Tati was shocked and ashamed, not only by how much time she had wasted by wandering aimlessly, but also by the fact that she had forgotten so much about being human, and being in tune with nature. It had been a century since she had spoken to anything or anyone, and why?

“Show me how.” She said to him.

In another blink, they were back in the present, on the sidewalk outside the Morgan Building.

“There,” said the apple tree spirit, pointing to a homeless woman sitting on a bus bench. “She is sad, sick, cold, hungry, and lonely. Go to her, comfort her with your presence, and perhaps you will remember what it means to be human,”

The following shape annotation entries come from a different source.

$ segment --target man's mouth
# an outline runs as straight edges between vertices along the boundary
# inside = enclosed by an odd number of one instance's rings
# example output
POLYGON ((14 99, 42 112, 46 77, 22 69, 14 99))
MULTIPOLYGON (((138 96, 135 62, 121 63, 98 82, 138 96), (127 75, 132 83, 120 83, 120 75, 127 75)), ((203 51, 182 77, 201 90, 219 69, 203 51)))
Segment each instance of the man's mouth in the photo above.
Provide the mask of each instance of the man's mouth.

Tati drifted over to the dirty woman on the bench, huddled within plastic bags and ragged quilts. The ghost girl stood in front of her and studied her for a moment. She once might have been quite beautiful, but her faced had been ravaged by the elements and turned to a brown paper bag with two blue eyes like bits of sky poking through. The woman looked straight ahead as if there was no one there. Tati reached out her hand, and touched the woman’s face. She could not feel her skin, but to her surprise, was able to sense the current of energy the woman’s body possessed. Her energy was the saddest thing Tati had ever felt, and she wanted nothing more than to make this woman happy again. She let go of her girlish form and sank her essence into the body of the homeless woman, sending good energy and warmth (or what she hoped was warmth through her heartbeat and all of her veins. Suddenly, a deep complacency came to the old woman. Her pain subsided, and she closed her eyes peacefully, drifting off into a lovely sleep. Tati was back on the sidewalk, and the tree spirit was beside her. The young, yet ancient girl began to shake. She could hardly believe how much of her humanity she had lost. She was suddenly so furious with herself she couldn ‘t breathe, so sad there was no room for anger, so incredibly overjoyed to feel useful – to feel important again, and so overcome with human emotion that she began to cry. She was sobbing in her companion’s arms and nothing had ever felt so wonderful. Her ghostly tears spilled from her eyes, and down her cheeks and neck. Her tears were not wet as they were for the living, but they were still there. They still meant the same thing. Then, she began to laugh – softly, childishly, and then the robust, full sound of someone who has just discovered their life (or, their life in death). She pulled the tree spirit with her as she flew up the side of the Morgan Building, and when they reached the top she turned to him.

“Thank you, thank you so very much. I had forgotten – forgotten, it seems, so much which I barely learned while I was alive. But flesh and blood, it doesn’t matter all that much in the end, does it? It’s the spirit. It’s the things you can’t always touch, or see,” said Tati.

And, as the tree spirit beamed proudly down at her, Tatiana’s form began to change into that of a young woman with eyes glowing blue like sapphires.

“Why yes, I do believe you’re right,”

He kissed her on the forehead, and just like that – he was gone.

Tatiana stood alone, looking over the rushing city. It was a day like any other really – on the surface. But, the wind was filled with the hopes, love, feelings, triumphs, failures, and souls of every person on the 3 blocks from the Morgan Building to Joe’s Liquor Store, and it was blowing through Tati, beckoning her to help them grow.